Die Stimme des Nachtwächters hatte schon geraume Zeit Mitternacht ausgerufen, als die Tür der Werkstatt sich geräuschlos öffnete, um drei Schatten, zwei große und einen kleinen, durchzulassen. Außer den am Fuße der Türme wachestehenden Soldaten war keine Menschenseele auf dem Platz. Nur eine Katze flitzte vor den nächtlichen Spaziergängern davon … Cathérine, Josse und Hans glitten in den Schatten des Kreuzgangs der Kathedrale in Richtung auf das Seitenportal del Sarmental, zu dessen kleiner Tür Hans einen Schlüssel besaß. Er baute nämlich eine Kapelle neben diesem Portal. Den Atem anhaltend, schritten sie langsam weiter, sorgfältig achtgebend, daß sie nicht über die Steine am Boden stolperten. Unter dem Arm trug Josse einen Krug Wasser, während Hans eine Speckseite und einen kleinen Laib Weißbrot bei sich hatte. Nur Cathérine trug nichts. Sie ging, die Augen auf den Boden geheftet, und wagte nicht, den Kopf zu dem dunklen Käfig zu heben, der sich in der klaren Nacht abzeichnete.

»Achtung!« warnte Hans, als sie das Portal über einen Treppengang erreichten. »Kein Geräusch in der Kirche. Sie hallt wie eine Trommel wider, und es sind immer zwei betende Mönche da. Sie lösen sich die ganze Nacht über ab. Gebt mir Eure Hand, Dame Cathérine, ich werde Euch führen.«

Sie schob ihre Hand in die rauhe Pranke des Baumeisters und ging folgsam mit, während Josse den Saum ihres Mantels ergriff. Die kleine, in das hohe Portal eingelassene Tür knarrte unter der vorsichtigen Hand Hans' nicht. Die drei bemerkten im Chor die beiden betenden Mönche, die auf den Fliesen knieten und deren Tonsuren das gelbe Licht einer einzigen Öllampe reflektierten.

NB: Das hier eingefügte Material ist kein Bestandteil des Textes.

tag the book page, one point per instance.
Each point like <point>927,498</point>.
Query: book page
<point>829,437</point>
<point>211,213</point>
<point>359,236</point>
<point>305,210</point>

Man hörte nur das Murmeln der beiden Stimmen, die sich in einem monotonen Singsang antworteten.

Hans bekreuzigte sich schnell. Dann zog er seine Gefährten durch die Kapelle, die sich im dichten Schatten der Pfeiler öffnete. Sie glitten wie Geister zur Treppe des Turms. Aber dort war es stockfinster. Hans schloß die Tür und schlug dann Feuer. Fackeln lagen auf der Erde bereit.

Er zündete eine von ihnen an, hob sie über dem Kopf empor, um die Wendeltreppe zu beleuchten.

»ich werde sie wieder auslöschen, wenn wir oben angelangt sind!« sagte er. »Schnell jetzt …«

Einer hinter dem anderen, stiegen sie die schmale Treppe hinauf, tasteten sie sich nach oben. Als Hans die Fackel mit dem Fuß austrat, waren alle außer Atem, so schnell waren sie hinaufgestiegen. Die scharfe Luft schlug Cathérine ins Gesicht. Man trat ins Freie, doch obgleich die Nacht klar und sternenübersät war, brauchten sie einige Zeit, um ihre Augen daran zu gewöhnen.

»Paßt auf, daß Ihr nicht fallt«, warnte Hans. »Es liegen überall Steine und Bohlen herum.«

Man befand sich tatsächlich auf der Hauptbaustelle des Deutschen, der über den viereckigen Türmen mit Blumenzierat versehene Spitzendächer errichtete, die seiner Begabung alle Ehre machten. Die riesige Winde hob sich mit ihrem großen Eichenrad gegen den Himmel ab, und Cathérine betrachtete sie mit dem Entsetzen, das man gegenüber einem Folterwerkzeug empfindet.